Exactly! Also the name of dimensions is not hard-coded in RAVEN. But I understand that you need to standardize them for the spatial cropping.
The data looks good and with David's information, we needn't worry about the variable names. I'm nearly done the workarounds necessary to support ERA5 data in xclim. I'll move to see what needs changing exactly for it in RAVEN after.
Just ran some ERA5 data processed via the NetCDF extraction (CDSAPI) through the CEDA CF-Checker. This is what I got back:
CHECKING NetCDF FILE: /group_workspaces/jasmin4/ceda_wps/production/cache/uploads/test.nc
=====================
Using CF Checker Version 3.0.5
Checking against CF Version CF-1.6
Using Standard Name Table Version 70 (2019-12-10T14:47:41Z)
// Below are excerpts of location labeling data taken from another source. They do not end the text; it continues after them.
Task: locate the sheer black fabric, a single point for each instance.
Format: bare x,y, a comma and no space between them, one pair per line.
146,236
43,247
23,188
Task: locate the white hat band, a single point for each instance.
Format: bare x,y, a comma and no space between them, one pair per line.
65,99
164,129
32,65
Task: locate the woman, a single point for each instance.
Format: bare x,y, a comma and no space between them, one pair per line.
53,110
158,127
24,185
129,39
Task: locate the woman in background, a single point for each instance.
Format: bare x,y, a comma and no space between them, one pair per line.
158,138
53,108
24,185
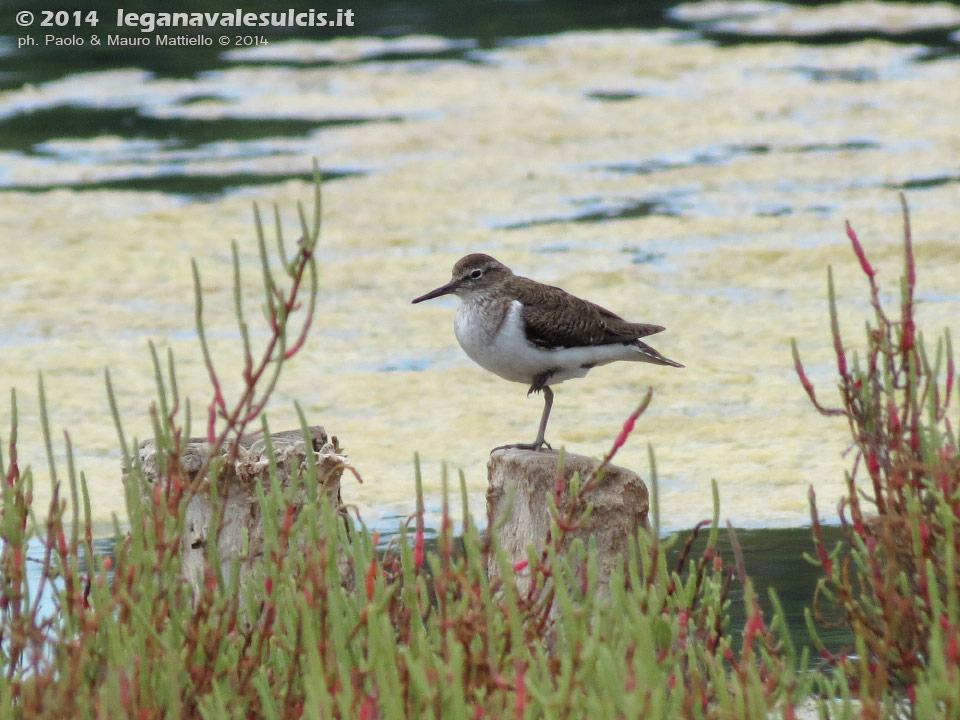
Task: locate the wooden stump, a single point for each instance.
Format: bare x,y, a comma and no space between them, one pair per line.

Using Area Type Table Version 9 (07 August 2018)
------------------
Checking variable: longitude
------------------
INFO: attribute _FillValue is being used in a non-standard way
------------------
Checking variable: latitude
------------------
INFO: attribute _FillValue is being used in a non-standard way
------------------
Checking variable: time
------------------
------------------
Checking variable: tp
------------------
ERROR: Attribute missing_value of incorrect type
ERRORS detected: 1
WARNINGS given: 0
INFORMATION messages: 2
The variable name is obviously not standard and the _FillValue
is wrong on all coordinates but it's not as bad I imagined (the GlobalAttributes are bare, but that's fine under the conventions). If we want to try running it in RAVEN and seeing where/if it causes processes to fail, that would be a start. I can start by moving what we have on hand into the server at the very least (North America: U-component of wind, V-component of wind, Snowfall; Globally: 2m-temperature, Total precipitation; All variables are at the hourly time frequency).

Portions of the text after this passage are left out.